Installing lxd leaves /var/lib/lxd/unix.socket with wrong group ownership

Bug #1577001 reported by Dan Kegel on 2016-04-30
16
This bug affects 3 people
Affects Status Importance Assigned to Milestone
lxd (Ubuntu)
Low
Unassigned
systemd (Ubuntu)
Undecided
Martin Pitt

Bug Description

On ubuntu 16.04, doing
  sudo apt-get install lxd
sometimes leaves the file
  /var/lib/lxd/unix.socket
with group root, but it should have group lxd. Doing
  sudo systemctl restart lxd.socket
rescues the file and gives it the right group ownership.

Adding logging to the package's postinst shows that, if /var/lib/lxd/unix.socket did not already exist, it is created by the line
 deb-systemd-helper enable lxd.service
and with the wrong group permissions.
If the socket already existed with the correct group ownership that command breaks the permissions and sets it to be group root.

It's about 90% repeatable on one machine here (with an SSD main disk).

ProblemType: Bug
DistroRelease: Ubuntu 16.04
Package: lxd 2.0.0-0ubuntu4
ProcVersionSignature: Ubuntu 4.4.0-21.37-generic 4.4.6
Uname: Linux 4.4.0-21-generic x86_64
ApportVersion: 2.20.1-0ubuntu2
Architecture: amd64
CurrentDesktop: Unity
Date: Sat Apr 30 08:24:53 2016
InstallationDate: Installed on 2016-03-26 (35 days ago)
InstallationMedia: Ubuntu 16.04 LTS "Xenial Xerus" - Beta amd64 (20160323)
SourcePackage: lxd
UpgradeStatus: No upgrade log present (probably fresh install)

Dan Kegel (dank) wrote :
Dan Kegel (dank) wrote :

See also later comments in https://github.com/lxc/lxd/issues/1635

Launchpad Janitor (janitor) wrote :

Status changed to 'Confirmed' because the bug affects multiple users.

Changed in lxd (Ubuntu):
status: New → Confirmed
Tessa (unit3) wrote :

Had this issue on a fresh install of lxd on Xenial as well.

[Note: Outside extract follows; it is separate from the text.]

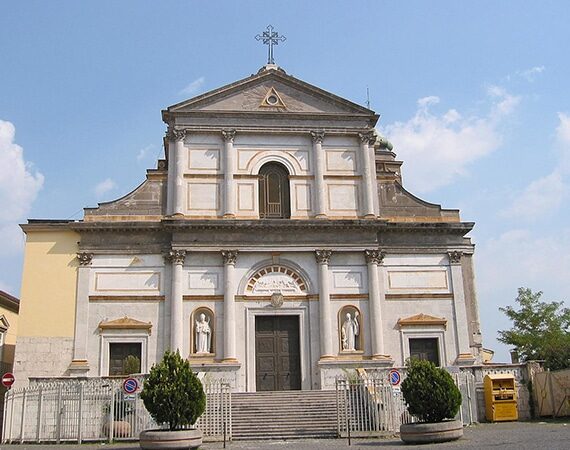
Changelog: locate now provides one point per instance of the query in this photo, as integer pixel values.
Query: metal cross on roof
(270, 38)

Stéphane Graber (stgraber) wrote :

Moving over to systemd, our unit is very clear about the expected owner for the socket. The needed group is created in preinst so is guaranteed to be there by the time systemd is poked in postinst. LXD itself doesn't change socket ownership when socket activated and if it did, it would honor the --group option which would have it chown to the right group.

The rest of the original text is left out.